When buying a property abroad, you will know the price of the property in the local currency but you will not know your actual cost until you buy all of the currency to pay for it. This means that the property could either cost you more than you had planned (if the local currency strengthens) or the property could become cheaper (if your currency strengthens).
Recently GBPEUR has fluctuated more than 10% and similar against the USD within a matter of months, so this does deserve careful consideration. On the basis that you are buying a property and not speculating on the currency markets, it is worth fixing the exchange rate for all of your future stage payments to the agent or developer.
A recommended option to overcome exchange rate fluctuations is to secure the rate with a Forward Contract. This mechanism is especially useful when market conditions are currently advantageous, but the currency is not actually needed until a future date.
The situation can become more complex when purchasing a new property off plan. This will typically involve multiple stage payments over periods of up to 18 months or longer. Due to only guide dates being given for completion of each stage, a series of Forward Time Option contracts could secure the rates right up until the final completion, whist remaining flexible in order to accommodate unspecific dates.

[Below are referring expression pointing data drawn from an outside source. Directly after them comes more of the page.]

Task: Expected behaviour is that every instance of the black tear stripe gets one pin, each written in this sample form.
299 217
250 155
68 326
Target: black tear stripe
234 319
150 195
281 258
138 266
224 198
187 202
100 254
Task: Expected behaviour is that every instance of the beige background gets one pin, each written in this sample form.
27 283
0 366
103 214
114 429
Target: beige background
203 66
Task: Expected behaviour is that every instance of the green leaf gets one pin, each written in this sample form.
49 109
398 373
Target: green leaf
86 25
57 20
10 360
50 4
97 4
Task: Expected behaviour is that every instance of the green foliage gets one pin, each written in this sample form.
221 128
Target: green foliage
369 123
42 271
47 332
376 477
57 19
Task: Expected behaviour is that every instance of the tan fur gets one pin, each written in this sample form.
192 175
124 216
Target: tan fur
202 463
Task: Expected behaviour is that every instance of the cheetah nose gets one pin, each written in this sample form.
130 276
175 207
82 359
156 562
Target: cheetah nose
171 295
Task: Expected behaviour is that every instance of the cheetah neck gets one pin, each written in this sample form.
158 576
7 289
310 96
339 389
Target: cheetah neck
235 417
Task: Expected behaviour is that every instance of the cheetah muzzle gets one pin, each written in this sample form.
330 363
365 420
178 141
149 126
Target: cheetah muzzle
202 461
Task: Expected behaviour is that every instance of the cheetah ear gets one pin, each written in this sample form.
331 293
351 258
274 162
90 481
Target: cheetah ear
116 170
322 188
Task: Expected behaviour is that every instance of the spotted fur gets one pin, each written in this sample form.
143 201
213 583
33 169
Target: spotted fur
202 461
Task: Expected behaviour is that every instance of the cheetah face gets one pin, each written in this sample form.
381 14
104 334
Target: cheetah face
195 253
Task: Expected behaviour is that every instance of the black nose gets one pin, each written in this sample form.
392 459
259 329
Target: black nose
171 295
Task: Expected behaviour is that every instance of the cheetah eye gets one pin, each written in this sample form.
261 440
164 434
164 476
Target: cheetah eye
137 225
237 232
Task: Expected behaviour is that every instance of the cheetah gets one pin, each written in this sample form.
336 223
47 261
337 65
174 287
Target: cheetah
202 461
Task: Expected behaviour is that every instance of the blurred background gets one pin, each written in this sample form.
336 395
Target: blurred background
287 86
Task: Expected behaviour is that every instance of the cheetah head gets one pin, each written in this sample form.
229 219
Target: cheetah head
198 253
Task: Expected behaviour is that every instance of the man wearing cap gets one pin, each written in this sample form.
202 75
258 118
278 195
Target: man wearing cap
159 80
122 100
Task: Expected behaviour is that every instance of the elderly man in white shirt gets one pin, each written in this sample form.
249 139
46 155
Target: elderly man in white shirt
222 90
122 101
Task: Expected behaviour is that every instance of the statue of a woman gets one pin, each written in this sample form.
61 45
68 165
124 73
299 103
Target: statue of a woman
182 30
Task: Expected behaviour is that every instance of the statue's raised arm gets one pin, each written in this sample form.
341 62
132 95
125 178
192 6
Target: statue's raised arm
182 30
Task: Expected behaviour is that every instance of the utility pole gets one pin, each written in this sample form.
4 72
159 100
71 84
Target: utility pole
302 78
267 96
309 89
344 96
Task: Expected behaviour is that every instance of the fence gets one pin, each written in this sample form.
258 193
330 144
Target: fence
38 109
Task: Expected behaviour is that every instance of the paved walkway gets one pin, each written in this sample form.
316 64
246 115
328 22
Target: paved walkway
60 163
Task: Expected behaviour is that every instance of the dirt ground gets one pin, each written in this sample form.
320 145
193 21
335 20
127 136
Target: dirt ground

There is no doubt your tax situation will be affected as a result of your property purchase in a foreign country. Expert advice should be sought from a professional who can specifically offer guidance on issues such as : liability to taxation, capital gains tax, inheritance tax, foreign taxation, and the double taxation implications.
As an example there are different inheritance tax rules for properties overseas. In the UK, inheritance tax starts on assets worth more than £250,000, but in some countries the threshold starts at £10,000. Transfers between husband and wife are exempt from inheritance tax in the UK, but may be taxed in the new country.
Many European countries prevent homeowners from leaving property solely to their spouse, but force them to divvy it up between children as well. This can potentially cause problems for those in second or third marriages, where the current spouse could be forced to sell their home. Even writing a Will may not be able to change this, although it could give the surviving spouse the right to continue living in the property.